UN Secretary General Stephane Dujarric  says:”The emergency assistance critically underfunded in the occupied Palestinian territory, the Agency has been forced to take a number of mitigating measures. As a result, in the West Bank, UNRWA will discontinue its cash for work activities, effective July 31st.”

“However households assessed in the last two years as being abject poor, will be transitioned to the social safety net programme – a core programme of the agency which UNRWA is determined to continue.
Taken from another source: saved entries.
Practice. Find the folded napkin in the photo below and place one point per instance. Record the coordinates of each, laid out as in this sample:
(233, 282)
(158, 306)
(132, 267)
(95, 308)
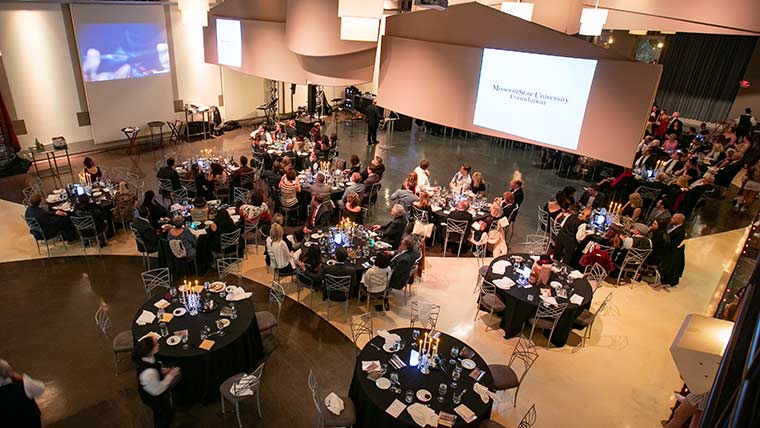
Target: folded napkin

This will ensure that the most impoverished refugees inside camps continue to receive assistance and become eligible for other forms of support which are not available under cash for work.”

The agency provides services to more than 5 million Palestinian refugees across the Middle East region and employs some 20 000 people, the vast majority themselves Palestinian.

UNRWA funds schools and health clinics among other initiatives.

“When the money runs out, hard decisions have to be made, when the money runs out, the money runs out and that means aid stops from being distributed, mental health support, all these programmes that are often critical to populations in need, whether they are in the Occupied Palestinian territory, whether they are with refugees in Lebanon where we’ve seen in the past the World Food programme has had to cut aid or in humanitarian emergencies across Africa which are almost all very much underfunded – at some point decisions have to be made and that’s what UNRWA has been forced to do right now.”

The US State Department explained at the time that the decision to cut funding was made to promote reform at the relief agency and to encourage other countries to increase their contributions to the organisation.

But a decision by the Palestinian Authority to halt contacts with the United States over its Embassy move to Jerusalem is considered among the reasons for Washington’s funding cut.

Dujarric appealed for all member states to do more to support UNRWA.

“The Secretary General doesn’t have a cheque book, there are 193 cheque books, he has regularly, publicly and privately encouraged member states to give and to support UNRWA. He participated in two UNRWA fundraising conferences; one was in New York, the other in Rome. He went to Rome where he stood side by side with Pierre Krähenbühl to encourage member states in the strongest possible terms to give money and to give generously.”

“So I think he has been doing his utmost to put pressure on member states but at the end of the day, the cheque book is not in his jacket pocket.”

UNRWA is an agency established by the UN General Assembly in 1949 following the Arab Israeli war of 1948.